Although not grieved, the Association challenges the District's actions asserting that the "Medicare eligible" language has a disparate impact on persons with disabilities and thus, the District's implementation of the language constitutes unlawful discrimination against the Grievant and in violation of Article II of the parties' labor agreement. Even if this argument and contractual violation had been properly included in the grievance, it would have failed. The parties bargained language that recognized "Medicare eligibility" as the time at which the District's insurance premium obligation ends and the retirees' obligation begins. Grievance arbitration is not the place to alter the bargained for language of a labor agreement.
Finally, the Association requests that the Arbitrator, for purposes of equity given the Grievant's situation, order the District to pay the Grievant's carve-out premium until she reaches age 65. The issuance of a remedy presumes that there is a contract violation and that it is ordered to rectify the purpose for which the violated language was intended. There is no contract violation and the parties did not intend to bargain District-paid carve-out benefits to retirees who become eligible for Medicare via a disability determination. As such, the Association's request for an equity remedy is denied.
The grievance dated February 25, 2004, shall be dismissed.
Dated at Rhinelander, Wisconsin, this 12th day of July, 2005.
Lauri A. Millot, Arbitrator
1. The notice section of the early retirement article provides that individuals planning to take early retirement must inform the District of their intent prior to March 15 of the current school year. The Grievant did not meet this requirement, but the District has not challenged the Grievant's ability to utilize the early retirement option.
2. The Association asserts that the Grievant was "pushed" into retirement by the District.
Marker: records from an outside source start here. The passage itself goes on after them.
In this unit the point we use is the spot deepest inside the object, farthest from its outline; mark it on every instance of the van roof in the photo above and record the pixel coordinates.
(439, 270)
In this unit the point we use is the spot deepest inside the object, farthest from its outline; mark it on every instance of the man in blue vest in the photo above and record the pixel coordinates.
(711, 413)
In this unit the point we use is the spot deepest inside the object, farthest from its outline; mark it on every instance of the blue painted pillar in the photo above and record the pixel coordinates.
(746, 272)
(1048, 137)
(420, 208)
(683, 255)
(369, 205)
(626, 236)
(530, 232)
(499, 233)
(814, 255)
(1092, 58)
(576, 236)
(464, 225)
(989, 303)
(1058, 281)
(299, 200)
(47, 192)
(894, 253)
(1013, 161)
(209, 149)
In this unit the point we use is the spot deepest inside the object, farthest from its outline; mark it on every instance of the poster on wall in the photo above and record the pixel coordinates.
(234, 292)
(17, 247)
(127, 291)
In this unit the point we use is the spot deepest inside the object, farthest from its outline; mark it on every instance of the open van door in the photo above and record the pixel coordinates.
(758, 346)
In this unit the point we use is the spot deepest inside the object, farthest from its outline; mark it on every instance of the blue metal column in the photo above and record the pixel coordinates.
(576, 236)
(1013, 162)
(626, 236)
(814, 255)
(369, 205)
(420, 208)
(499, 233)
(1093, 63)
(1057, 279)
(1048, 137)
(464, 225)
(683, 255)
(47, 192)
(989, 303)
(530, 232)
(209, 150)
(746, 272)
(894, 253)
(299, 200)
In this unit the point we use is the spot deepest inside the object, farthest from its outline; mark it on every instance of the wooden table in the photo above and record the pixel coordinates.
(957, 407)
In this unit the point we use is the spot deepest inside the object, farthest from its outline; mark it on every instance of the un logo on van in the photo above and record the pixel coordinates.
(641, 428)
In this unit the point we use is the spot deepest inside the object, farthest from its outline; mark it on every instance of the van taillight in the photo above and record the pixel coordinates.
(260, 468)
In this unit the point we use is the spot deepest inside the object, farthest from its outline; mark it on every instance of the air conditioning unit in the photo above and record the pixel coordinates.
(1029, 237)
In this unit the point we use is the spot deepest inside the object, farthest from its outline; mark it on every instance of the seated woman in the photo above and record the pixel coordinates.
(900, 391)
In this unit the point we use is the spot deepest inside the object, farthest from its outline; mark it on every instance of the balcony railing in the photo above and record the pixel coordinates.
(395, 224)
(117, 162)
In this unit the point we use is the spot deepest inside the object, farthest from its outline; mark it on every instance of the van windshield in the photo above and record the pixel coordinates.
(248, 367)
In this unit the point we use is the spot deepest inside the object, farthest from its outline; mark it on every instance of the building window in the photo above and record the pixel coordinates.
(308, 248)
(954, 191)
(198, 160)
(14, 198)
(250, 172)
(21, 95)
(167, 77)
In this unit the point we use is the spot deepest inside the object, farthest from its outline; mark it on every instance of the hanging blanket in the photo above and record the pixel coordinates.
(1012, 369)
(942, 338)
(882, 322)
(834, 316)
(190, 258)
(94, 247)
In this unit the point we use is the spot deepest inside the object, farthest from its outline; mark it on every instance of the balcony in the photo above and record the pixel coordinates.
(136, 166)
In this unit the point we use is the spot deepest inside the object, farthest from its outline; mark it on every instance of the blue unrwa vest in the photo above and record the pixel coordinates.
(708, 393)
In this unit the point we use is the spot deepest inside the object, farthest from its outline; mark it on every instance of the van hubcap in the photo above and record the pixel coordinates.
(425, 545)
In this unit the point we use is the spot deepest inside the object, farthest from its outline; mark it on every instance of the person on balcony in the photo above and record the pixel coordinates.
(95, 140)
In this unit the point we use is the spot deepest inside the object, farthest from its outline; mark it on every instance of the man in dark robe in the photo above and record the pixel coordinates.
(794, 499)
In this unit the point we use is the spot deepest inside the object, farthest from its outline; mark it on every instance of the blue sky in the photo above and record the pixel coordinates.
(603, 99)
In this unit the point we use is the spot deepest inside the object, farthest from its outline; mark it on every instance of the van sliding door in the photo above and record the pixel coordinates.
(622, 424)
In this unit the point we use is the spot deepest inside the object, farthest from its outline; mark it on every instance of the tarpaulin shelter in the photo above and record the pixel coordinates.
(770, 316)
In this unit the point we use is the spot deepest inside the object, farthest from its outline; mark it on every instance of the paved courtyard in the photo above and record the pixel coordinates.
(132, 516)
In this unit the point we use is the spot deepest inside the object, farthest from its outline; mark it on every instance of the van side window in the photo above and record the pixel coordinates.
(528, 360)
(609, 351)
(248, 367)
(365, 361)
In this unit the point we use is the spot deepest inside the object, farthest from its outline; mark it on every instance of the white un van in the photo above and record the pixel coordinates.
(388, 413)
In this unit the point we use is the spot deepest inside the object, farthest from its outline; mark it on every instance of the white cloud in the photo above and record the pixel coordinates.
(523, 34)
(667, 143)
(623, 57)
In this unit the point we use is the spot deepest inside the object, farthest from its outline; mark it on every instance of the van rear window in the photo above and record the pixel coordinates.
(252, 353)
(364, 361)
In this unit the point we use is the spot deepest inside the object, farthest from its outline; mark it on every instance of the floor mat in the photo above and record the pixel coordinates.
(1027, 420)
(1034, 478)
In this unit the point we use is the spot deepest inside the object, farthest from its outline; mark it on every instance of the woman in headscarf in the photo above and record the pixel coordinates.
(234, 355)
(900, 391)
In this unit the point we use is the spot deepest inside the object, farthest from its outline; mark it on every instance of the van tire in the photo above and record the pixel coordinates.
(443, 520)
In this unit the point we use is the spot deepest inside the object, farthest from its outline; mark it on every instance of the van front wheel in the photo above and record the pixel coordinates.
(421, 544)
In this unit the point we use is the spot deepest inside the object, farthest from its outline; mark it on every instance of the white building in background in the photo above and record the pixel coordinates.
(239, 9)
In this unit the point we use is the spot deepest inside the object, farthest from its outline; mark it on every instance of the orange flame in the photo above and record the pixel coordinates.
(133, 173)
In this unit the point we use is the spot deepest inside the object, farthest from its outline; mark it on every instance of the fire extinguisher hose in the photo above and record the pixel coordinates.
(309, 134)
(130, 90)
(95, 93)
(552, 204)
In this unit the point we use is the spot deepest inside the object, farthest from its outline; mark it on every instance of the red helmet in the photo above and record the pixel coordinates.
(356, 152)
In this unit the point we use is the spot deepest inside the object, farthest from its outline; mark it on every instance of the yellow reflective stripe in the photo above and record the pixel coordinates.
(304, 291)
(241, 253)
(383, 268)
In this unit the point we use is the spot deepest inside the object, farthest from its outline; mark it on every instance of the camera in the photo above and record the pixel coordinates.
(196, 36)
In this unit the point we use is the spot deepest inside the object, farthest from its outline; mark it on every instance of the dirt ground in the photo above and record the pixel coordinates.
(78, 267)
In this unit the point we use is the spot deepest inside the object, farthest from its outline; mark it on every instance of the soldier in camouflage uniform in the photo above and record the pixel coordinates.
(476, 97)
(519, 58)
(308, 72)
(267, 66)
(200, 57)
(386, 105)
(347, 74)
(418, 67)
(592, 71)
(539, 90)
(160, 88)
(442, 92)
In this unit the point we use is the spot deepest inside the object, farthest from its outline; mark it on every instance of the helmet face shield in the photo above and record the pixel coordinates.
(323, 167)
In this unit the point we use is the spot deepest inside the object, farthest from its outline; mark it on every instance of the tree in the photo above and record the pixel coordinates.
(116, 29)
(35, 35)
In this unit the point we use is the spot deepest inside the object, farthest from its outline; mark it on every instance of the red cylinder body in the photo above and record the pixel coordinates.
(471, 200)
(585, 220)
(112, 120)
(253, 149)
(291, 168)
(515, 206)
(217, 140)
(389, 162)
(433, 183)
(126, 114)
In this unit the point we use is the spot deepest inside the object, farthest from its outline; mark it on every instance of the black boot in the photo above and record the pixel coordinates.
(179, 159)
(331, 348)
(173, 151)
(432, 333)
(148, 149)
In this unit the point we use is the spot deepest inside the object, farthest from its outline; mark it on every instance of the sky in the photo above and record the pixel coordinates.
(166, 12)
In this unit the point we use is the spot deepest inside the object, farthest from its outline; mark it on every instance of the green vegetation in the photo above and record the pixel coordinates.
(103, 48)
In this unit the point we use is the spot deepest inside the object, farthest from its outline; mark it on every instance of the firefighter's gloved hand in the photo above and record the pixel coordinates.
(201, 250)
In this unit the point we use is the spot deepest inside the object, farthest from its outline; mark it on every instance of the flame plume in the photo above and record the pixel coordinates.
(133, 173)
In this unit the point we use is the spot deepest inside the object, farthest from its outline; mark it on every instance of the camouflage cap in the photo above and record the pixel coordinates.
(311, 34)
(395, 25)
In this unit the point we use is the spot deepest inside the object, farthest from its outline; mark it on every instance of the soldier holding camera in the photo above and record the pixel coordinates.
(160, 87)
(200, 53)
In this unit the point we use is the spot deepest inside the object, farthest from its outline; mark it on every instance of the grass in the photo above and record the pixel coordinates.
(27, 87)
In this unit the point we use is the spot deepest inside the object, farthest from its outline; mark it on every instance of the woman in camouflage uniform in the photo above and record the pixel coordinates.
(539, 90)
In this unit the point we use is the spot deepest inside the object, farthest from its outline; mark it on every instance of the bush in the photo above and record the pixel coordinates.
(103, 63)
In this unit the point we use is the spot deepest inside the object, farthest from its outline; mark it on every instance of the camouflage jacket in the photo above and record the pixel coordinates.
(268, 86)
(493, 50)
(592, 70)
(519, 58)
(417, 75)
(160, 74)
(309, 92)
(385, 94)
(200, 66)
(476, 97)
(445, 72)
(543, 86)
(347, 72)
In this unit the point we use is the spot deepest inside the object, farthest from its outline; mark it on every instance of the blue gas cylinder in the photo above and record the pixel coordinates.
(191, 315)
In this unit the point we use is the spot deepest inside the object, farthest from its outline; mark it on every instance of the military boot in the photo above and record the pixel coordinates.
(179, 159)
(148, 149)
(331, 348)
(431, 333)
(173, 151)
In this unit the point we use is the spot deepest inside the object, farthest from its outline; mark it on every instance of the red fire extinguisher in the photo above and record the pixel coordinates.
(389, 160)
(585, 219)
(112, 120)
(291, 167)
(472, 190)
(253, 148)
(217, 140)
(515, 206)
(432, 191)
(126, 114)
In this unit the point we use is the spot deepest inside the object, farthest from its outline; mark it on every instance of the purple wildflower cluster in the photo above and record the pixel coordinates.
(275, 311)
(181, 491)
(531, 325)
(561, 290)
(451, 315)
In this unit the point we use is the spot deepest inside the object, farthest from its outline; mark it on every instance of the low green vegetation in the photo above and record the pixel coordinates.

There is no evidence to support this conclusion. Although the Grievant testified that she did not want to retire, I attribute that to her desire to continue teaching when faced with the reality of medical ailments that would not allow her to continue in her profession.
3. There is no evidence to support the Association's assertion that the District told the Grievant that she was required to apply for social security disability benefits. Jody Smits, District Human Resources Coordinator, testified that she told the Grievant that she did "did not advise on Social Security" and that she (the Grievant) needed to contact the Social Security Administration regarding the Grievant's Medicare situation. Tr. p. 95. Although the Grievant's testimony alleges that Smits told the Grievant "had to take Social Security," the context of that testimony coupled with the facts of this case indicate that Smits was referring to the Grievant's automatic eligibility for Medicare following receipt of Social Security disability benefits.